Journée internationale de la sage-femme : les pays en développement restent fortement démunis

ONU - Organisation des Nations Unies - 06/05/2019 15:30:00


La Journée internationale de la sage-femme célébrée le 5 mai souligne l'importance de ces professionnelles de la santé pour les mères et les bébés, particulièrement dans les pays en développement où les besoins sont les plus grands et les pénuries les plus marquées.

Dans de nombreux pays pauvres, les sages-femmes manquent souvent des compétences et de l'appui nécessaires pour bien faire leur travail. Les déficits sont les plus élevés dans les domaines où les besoins sont les plus grands.

Aujourd'hui, 73 pays auprès desquels des données ont été recueillies comptent 96 % des décès maternels dans le monde, mais seulement 42 % des sages-femmes, infirmières et médecins du monde.
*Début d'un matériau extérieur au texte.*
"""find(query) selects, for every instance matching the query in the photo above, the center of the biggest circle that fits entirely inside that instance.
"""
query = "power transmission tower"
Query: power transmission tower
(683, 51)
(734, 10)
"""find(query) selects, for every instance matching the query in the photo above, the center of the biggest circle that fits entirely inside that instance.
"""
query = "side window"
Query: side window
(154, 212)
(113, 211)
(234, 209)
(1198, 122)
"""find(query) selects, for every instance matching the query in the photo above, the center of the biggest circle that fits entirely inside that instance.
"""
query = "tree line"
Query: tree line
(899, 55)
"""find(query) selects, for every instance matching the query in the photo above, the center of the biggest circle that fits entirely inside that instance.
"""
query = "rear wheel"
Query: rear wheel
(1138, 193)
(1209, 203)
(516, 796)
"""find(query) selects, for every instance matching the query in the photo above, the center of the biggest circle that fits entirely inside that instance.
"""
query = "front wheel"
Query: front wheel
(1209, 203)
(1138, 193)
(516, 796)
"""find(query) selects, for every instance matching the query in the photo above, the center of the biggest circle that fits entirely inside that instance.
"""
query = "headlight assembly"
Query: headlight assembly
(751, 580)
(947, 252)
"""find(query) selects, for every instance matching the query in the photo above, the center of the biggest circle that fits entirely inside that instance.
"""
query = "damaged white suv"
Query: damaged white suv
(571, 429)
Quelque 30 millions de femmes n'accouchent pas dans un établissement de santé et 45 millions reçoivent des soins prénatals inadéquats.

Pourtant, selon l'Organisation mondiale de la santé (OMS), depuis 1990, le nombre de décès maternels et néonatals n'a cessé de diminuer dans le monde, en grande partie parce qu'un plus grand nombre de femmes reçoivent des soins de sage-femme qualifiés : de 67 % en 2010 à 79 % en 2017.

L'OMS estime que la présence de sages-femmes de qualité réduit de plus de 80 % les taux de mortalité maternelle et néonatale et de mortinatalité, et de 24 % les accouchements prématurés.
Or, des centaines de milliers de femmes et de nouveau-nés continuent de mourir chaque année pendant la grossesse et l'accouchement. L'ONU estime que 303 000 femmes et environ 2,7 millions de nouveau-nés sont morts en 2015 seulement.


Plus de 800 femmes meurent chaque jour en donnant la vie
L'agence des Nations Unies pour la santé sexuelle et reproductive, l'UNFPA indique que le taux de mortalité maternelle est aujourd'hui de 216 décès pour 100 000 naissances vivantes. Ainsi, plus de 800 femmes meurent chaque jour en donnant la vie. La plupart de ces décès sont évitables et la grande majorité de ces femmes ont perdu la vie en raison de complications et de maladies qui auraient pu être évitées avec des soins prénatals, obstétricaux et postnatals appropriés - services fournis par des sages-femmes.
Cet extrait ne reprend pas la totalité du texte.